During Q1 2010, net sales in the crane segment were $366.8m, down 45.5% from $672.9m in the first quarter of 2009 (Q1 2009). Crane sales were also 23.6% lower than in the fourth quarter of 2009, when sales totalled $480.2m.
Crane segment operating earnings for Q1 2010 decreased to $4.5m from $56.5m year-on-year. Operating earnings were down $13.8m from the fourth quarter of 2009, due primarily to lower sales volumes, Manitowoc said.
However, crane segment backlog totalled $613m as of 31 March, 2010, an increase of 7% from the $573m backlog at 31 December, 2009.
“While the first quarter results reflect the difficult operating conditions we are facing, we reported our first sequential increase in quarterly backlog since June 2008,” said Glen Tellock, Manitowoc chairman and CEO.
“Consistent with last quarter, we are seeing some bright spots in emerging markets such as Asia, Latin America and the Middle East, which are being offset by continued weakness in North America and Western Europe as expected.
“Our strategy has not changed; we continue to focus on positioning this business for growth as we emerge from this downturn.
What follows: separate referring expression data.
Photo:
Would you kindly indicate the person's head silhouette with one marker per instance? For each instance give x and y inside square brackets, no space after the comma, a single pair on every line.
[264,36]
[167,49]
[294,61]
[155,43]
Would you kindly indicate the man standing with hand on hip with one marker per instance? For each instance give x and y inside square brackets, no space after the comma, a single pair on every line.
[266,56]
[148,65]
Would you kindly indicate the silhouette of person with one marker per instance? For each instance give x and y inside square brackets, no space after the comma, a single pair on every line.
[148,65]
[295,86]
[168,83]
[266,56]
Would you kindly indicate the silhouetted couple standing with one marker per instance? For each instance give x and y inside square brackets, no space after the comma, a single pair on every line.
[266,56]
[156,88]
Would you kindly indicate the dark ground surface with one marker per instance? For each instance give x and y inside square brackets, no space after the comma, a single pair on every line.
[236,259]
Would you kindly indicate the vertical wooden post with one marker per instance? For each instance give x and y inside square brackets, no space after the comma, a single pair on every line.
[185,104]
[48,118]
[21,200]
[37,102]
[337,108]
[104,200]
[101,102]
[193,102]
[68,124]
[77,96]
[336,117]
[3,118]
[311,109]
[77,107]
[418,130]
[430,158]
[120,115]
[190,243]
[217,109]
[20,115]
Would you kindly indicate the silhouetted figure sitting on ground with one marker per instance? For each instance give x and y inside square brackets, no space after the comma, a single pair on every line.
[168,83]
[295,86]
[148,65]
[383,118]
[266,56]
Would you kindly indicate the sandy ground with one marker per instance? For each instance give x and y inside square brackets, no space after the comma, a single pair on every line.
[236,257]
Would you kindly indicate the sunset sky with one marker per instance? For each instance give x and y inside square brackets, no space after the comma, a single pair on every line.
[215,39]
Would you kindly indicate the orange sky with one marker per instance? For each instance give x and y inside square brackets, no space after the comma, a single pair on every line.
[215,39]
We are also taking advantage of our position in emerging markets globally.
“We have maintained our efforts to strengthen our entire organisation through operational efficiencies and cost management, while investing in areas that will drive the highest return over the long-term such as innovation and aftermarket support.”
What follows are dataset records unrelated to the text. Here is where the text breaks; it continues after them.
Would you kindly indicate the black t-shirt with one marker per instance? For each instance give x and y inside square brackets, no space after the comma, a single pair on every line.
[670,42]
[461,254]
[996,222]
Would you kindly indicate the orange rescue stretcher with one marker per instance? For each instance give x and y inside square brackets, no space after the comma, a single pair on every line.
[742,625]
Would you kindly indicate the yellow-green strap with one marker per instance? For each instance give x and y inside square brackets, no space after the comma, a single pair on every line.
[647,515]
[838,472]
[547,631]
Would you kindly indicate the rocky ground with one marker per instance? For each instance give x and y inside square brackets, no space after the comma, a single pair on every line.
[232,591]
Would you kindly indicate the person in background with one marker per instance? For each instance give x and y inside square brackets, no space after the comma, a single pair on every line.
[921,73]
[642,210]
The poor sales performance of the crane segment was the main contributing factor to Manitowoc recording an overall sales decline of $721.9m during Q1 2010, down 29.7% from $1bn in Q1 2009.
Foodservice segment first quarter sales were relatively flat year-on-year, $355.1m in 2010 versus $354.7m in 2009, and against $358.5m in the fourth quarter of 2009.
In addition, the acquisition of Enodis continued to improve the foodservice segment’s margins, both year-on-year and sequentially.
“We saw pockets of strengthening demand in emerging markets, and signs that point toward further stabilisation and gradual improvement in the second half of 2010,” added Tellock.
“As expected, we are beginning to see increasing benefits from the operational efficiency, process improvements and cost reduction initiatives we implemented during 2009.”